DCs were stimulated with 10 μg/ml E. coli DNA, 5 μM ODN-2216, 5 μM ODN-2006, 5 μM ODN-2395, 5 μM control ODN, 10 ng/ml LPS or 10 μg/ml R837 (all Invitrogen) unless stated otherwise. Blocking DC-SIGN antibodies (clone AZN-D1) or control isotype clone 10E2 (20 μg/ml, both produced in house [18,41]) were added 30 min prior to DC stimulation. E. coli DNA was treated for 30 min with DNAse (Promega) prior to stimulation.

RNA interference was performed by transfecting cells with 500 nM short interfering RNAs (siRNAs) using the Neon® Transfection System (ThermoFisher) according to the manufacturer’s instructions.

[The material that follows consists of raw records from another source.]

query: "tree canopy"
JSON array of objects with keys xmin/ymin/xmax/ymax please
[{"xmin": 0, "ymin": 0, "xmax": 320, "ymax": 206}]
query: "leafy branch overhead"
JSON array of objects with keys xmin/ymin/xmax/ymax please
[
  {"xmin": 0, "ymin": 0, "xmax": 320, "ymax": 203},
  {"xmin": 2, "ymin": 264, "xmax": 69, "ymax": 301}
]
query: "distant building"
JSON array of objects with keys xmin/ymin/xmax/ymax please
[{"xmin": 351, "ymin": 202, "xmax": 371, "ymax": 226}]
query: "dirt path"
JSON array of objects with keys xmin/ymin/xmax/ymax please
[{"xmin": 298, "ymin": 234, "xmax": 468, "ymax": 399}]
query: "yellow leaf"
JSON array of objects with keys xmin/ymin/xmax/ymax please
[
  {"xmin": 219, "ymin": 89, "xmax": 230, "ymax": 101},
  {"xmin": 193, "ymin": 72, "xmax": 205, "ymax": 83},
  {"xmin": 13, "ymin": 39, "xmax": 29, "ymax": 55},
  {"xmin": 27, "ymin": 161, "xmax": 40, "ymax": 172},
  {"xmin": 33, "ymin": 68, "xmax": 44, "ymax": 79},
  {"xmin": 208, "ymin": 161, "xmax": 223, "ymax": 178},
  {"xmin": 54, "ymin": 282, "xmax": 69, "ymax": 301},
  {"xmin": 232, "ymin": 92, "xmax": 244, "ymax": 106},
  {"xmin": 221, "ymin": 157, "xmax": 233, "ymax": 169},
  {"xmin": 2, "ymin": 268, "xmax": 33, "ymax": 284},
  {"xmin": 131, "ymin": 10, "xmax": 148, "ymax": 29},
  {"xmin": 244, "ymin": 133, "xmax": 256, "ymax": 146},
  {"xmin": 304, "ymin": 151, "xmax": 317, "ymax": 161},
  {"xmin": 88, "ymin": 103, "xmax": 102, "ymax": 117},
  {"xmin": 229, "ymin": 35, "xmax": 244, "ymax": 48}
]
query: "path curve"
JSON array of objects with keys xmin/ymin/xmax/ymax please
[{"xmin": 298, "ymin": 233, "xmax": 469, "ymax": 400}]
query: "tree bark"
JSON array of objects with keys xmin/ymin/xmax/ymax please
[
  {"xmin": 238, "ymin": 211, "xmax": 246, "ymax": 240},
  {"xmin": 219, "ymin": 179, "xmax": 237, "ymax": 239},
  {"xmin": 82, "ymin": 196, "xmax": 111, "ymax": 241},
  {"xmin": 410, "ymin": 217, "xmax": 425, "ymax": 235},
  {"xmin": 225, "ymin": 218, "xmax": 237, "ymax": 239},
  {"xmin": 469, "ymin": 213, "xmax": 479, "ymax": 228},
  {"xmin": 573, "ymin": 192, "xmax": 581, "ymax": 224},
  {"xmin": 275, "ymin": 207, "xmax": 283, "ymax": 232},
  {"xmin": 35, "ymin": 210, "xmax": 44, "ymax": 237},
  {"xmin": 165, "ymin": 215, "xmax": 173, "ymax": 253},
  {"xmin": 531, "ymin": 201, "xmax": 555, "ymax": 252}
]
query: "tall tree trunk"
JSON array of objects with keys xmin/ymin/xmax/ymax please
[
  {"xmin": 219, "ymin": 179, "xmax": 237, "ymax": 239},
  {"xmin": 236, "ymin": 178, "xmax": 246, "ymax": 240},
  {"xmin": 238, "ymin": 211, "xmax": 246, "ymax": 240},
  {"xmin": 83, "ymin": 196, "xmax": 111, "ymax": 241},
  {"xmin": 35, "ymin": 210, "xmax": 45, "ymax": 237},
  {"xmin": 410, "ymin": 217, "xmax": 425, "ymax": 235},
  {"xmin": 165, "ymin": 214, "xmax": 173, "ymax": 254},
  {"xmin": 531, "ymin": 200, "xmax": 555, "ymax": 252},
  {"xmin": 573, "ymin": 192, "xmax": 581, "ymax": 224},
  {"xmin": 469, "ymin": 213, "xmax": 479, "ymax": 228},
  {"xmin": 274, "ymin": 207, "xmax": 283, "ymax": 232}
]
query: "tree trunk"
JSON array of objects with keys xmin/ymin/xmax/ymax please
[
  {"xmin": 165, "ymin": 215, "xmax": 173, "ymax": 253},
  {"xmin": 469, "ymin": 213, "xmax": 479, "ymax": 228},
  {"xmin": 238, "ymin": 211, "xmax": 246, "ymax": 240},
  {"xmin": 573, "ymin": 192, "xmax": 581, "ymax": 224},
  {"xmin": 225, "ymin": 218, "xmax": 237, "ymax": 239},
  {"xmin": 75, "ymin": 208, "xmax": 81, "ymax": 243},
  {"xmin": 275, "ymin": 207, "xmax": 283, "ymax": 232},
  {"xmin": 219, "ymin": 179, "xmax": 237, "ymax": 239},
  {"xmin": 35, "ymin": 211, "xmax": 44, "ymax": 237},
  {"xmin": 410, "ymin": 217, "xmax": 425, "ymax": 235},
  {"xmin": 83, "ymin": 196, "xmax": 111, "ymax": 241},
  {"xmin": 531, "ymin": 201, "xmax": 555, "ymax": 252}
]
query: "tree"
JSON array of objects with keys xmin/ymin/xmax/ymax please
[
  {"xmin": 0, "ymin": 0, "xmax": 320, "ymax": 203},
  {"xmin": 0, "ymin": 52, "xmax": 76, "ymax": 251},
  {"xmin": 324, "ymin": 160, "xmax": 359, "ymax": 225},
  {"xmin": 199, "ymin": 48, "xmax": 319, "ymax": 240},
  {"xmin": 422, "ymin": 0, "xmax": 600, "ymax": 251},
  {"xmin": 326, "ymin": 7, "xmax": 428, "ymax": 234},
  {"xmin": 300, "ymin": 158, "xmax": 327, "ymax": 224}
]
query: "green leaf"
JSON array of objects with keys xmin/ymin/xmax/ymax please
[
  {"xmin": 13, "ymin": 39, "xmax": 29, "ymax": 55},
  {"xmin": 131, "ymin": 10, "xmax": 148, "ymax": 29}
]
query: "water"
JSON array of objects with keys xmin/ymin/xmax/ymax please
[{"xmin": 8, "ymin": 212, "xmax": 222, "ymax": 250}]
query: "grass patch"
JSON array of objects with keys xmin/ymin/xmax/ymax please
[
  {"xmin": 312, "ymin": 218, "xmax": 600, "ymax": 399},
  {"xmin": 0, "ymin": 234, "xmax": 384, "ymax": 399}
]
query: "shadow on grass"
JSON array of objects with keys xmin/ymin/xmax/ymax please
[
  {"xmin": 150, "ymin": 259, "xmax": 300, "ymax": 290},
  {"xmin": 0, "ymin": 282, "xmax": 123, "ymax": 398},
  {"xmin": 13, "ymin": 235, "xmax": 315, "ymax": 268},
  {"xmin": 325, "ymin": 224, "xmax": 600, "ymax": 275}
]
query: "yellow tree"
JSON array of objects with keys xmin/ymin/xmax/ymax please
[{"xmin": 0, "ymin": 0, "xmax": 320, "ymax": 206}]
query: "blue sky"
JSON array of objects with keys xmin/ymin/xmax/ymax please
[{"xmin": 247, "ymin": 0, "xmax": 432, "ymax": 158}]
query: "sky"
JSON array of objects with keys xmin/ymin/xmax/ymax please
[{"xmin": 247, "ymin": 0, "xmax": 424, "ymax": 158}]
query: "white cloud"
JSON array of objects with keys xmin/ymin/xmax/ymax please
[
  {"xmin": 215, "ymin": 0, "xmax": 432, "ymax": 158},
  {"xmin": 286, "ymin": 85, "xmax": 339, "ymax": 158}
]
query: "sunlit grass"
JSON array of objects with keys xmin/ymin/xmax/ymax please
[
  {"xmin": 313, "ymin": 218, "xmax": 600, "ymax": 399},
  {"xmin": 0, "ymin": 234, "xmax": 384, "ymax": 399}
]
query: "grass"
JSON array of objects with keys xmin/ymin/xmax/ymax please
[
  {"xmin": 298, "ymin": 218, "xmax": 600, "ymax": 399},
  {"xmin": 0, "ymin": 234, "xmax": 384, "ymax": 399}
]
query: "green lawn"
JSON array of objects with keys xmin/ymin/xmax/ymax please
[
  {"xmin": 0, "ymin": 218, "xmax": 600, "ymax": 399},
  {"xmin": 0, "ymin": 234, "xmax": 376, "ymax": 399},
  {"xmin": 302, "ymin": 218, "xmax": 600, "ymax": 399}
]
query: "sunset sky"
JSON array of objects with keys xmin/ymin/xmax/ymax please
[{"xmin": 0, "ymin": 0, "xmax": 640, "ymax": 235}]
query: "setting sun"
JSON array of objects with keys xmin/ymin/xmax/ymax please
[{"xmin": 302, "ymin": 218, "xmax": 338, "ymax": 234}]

In brief, cells were washed with PBS, resuspended in Buffer R (ThermoFisher) and transfected with a single pulse of 1500V for 20 ms. Cells were mixed with complete RMPI and incubated for 48h before stimulation. SMARTpool siRNA used were TLR7 (M-004714-01), TLR9 (M-004066-01-0005), IRF7 (M-011810-02) and non-targeting siRNA (D-001206-13) as control (all Thermo Fisher). Silencing was confirmed by real-time PCR or flow cytometry (Fig 4C and 4D; S3 Fig). Antibodies used for flow cytometry were FITC-conjugated anti-DC-SIGN (1:25, FAB161F-100, R&D Systems) and FITC-conjugated IgG1 as isotype control (1:25, 11-4714-42, Thermo Fisher). Cells were analyzed on a Canto II (BD Biosciences).

DC maturation

DC maturation was analyzed 24 hours post stimulation. Cells were stained with PE-conjugated anti-CD80 (1:25, 557227, BD Pharmingen), APC-conjugated anti-CD83 (1:25, 551073, BD Pharmingen) and FITC-conjugated anti-CD86 (1:25; 555657; BD Pharmingen). Cells were analyzed on a FACS Canto II (BD Biosciences).

TLR9 expression

TLR9 expression was analyzed by immunoblot. Whole-cell extracts were prepared using RIPA buffer (Cell Signaling). Proteins were resolved by SDS–polyacrylamide gel electrophoresis and detected by immunoblotting with anti-TLR9 (1:1,000; 2254; Cell Signaling) or β-actin (1:2500, sc-81178, Santa Cruz), followed by incubation with HRP-conjugated secondary antibody (1:2,500; 21230; Pierce) and ECL detection (Pierce).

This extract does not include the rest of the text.